La corrupción salpica además al mandatario y su familia con las investigaciones contra uno de los hijos, el senador Flávio Bolsonaro, por presunto desvío de recursos de su otrora gabinete de diputado. También afloraron componendas fraudulentas de religiosos con funcionarios del Ministerio de Educación.

Se suma la presunta implicación del jefe de Estado en la irregular compra de Covaxin, la vacuna india antiCovid-19. Además, una empresa abierta por Ana Cristina Siqueira, su segunda exesposa, realizó infrecuentes retiros de dinero entre 2008 y 2014 que la Fiscalía encauzó hacia posibles desvíos de recursos públicos.

Bolsonaro provocó asimismo rechazos y denuncias cuando en 2019 intentó conmemorar el aniversario 55 del golpe de 1964 que dio inicio a una dictadura militar de 21 años, la cual causó más de 430 muertos y desaparecidos.

Hizo aflorar igualmente comentarios negativos cuando comunicó el decreto de facilitación a la posesión de arma.

Las funestas condiciones de vida son percibidas por los brasileños en forma de inflación disparada, con aumentos en los precios de los combustibles, los alimentos, la electricidad y el gas. Además, el desempleo afecta a cerca de 10,1 millones de personas.

El jefe del Ejecutivo es considerado el principal responsable de estos escenarios, hasta el punto que enfrenta un creciente rechazo entre la población y 132 pedidos de destitución descansan en la Cámara de Diputados.

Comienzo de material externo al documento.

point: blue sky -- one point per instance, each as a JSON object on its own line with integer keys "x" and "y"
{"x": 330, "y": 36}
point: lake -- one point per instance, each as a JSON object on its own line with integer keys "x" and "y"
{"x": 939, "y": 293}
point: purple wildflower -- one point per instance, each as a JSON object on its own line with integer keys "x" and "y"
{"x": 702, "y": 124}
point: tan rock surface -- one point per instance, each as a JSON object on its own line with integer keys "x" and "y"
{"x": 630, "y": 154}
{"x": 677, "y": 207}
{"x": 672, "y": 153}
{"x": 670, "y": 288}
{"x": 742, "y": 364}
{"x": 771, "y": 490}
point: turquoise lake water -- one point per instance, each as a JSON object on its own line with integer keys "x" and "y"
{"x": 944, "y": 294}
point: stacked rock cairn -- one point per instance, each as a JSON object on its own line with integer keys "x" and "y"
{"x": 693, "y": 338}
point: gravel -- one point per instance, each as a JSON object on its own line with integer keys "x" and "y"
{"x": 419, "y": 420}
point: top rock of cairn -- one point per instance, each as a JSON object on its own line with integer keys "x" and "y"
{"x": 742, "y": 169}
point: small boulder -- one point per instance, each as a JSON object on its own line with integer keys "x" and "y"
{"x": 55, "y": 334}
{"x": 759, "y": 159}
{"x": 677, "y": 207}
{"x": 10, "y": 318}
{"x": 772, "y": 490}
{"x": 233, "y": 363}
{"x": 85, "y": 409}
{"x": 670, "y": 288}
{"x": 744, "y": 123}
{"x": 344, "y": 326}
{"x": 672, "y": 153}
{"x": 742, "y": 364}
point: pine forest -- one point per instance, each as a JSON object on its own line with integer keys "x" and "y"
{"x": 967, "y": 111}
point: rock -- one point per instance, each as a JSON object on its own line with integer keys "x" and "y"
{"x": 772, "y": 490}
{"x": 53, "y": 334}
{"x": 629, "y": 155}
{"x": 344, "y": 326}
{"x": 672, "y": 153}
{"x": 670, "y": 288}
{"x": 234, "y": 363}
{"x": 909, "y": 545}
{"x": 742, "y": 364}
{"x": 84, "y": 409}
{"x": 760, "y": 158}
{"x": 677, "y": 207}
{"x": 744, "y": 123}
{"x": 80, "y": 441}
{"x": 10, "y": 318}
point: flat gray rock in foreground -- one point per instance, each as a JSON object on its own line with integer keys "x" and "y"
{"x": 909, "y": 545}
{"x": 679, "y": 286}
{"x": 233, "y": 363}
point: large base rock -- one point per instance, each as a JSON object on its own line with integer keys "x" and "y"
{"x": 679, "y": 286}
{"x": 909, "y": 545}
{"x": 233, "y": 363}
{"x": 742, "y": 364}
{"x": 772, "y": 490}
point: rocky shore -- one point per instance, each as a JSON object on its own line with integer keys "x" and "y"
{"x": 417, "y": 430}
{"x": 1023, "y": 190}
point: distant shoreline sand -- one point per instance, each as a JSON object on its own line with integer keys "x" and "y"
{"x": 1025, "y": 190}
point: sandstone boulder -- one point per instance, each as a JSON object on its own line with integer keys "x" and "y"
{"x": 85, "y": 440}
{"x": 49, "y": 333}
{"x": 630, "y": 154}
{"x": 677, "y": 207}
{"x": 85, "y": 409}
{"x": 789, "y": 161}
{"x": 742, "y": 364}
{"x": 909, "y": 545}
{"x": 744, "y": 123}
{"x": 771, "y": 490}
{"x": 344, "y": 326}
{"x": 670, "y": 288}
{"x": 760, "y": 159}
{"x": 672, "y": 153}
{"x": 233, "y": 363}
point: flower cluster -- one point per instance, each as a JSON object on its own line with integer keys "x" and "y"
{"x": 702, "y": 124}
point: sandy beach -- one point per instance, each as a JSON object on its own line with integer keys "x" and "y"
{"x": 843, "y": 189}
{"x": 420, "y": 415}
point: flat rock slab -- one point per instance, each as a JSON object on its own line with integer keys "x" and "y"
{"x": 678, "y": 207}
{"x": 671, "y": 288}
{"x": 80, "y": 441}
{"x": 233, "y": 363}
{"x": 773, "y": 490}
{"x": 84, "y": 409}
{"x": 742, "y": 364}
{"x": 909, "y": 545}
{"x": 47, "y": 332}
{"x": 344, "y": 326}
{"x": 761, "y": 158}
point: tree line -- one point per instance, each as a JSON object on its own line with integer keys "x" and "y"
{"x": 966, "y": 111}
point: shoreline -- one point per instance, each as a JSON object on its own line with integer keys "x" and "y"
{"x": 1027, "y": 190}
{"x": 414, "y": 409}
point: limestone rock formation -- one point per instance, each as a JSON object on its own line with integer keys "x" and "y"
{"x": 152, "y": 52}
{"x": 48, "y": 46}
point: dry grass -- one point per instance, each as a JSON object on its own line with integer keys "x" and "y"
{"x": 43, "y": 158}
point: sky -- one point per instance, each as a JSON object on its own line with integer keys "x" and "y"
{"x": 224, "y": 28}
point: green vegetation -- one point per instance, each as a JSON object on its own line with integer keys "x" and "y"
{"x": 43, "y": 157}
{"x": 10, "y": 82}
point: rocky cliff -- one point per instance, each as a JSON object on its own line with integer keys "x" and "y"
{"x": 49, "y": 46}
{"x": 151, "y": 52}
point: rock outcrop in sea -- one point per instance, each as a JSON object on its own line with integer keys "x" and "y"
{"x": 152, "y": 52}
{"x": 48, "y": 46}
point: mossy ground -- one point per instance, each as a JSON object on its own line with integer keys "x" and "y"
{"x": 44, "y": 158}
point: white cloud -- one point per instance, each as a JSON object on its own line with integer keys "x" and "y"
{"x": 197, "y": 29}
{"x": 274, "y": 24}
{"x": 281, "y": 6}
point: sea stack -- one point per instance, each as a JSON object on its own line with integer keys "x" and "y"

Ahora cunde el cansancio y la desmoralización en el entorno del político nostálgico de la dictadura militar (1964-1985), y la irresponsabilidad y lo deshumano forman parte de su esencia como presidente.

Y más allá de que seguidores califican a Bolsonaro de mito e ícono de la ultraderecha suramericana, muchas fuerzas políticas que lo apoyaron en el pleito electivo de 2018 abandonaron el barco.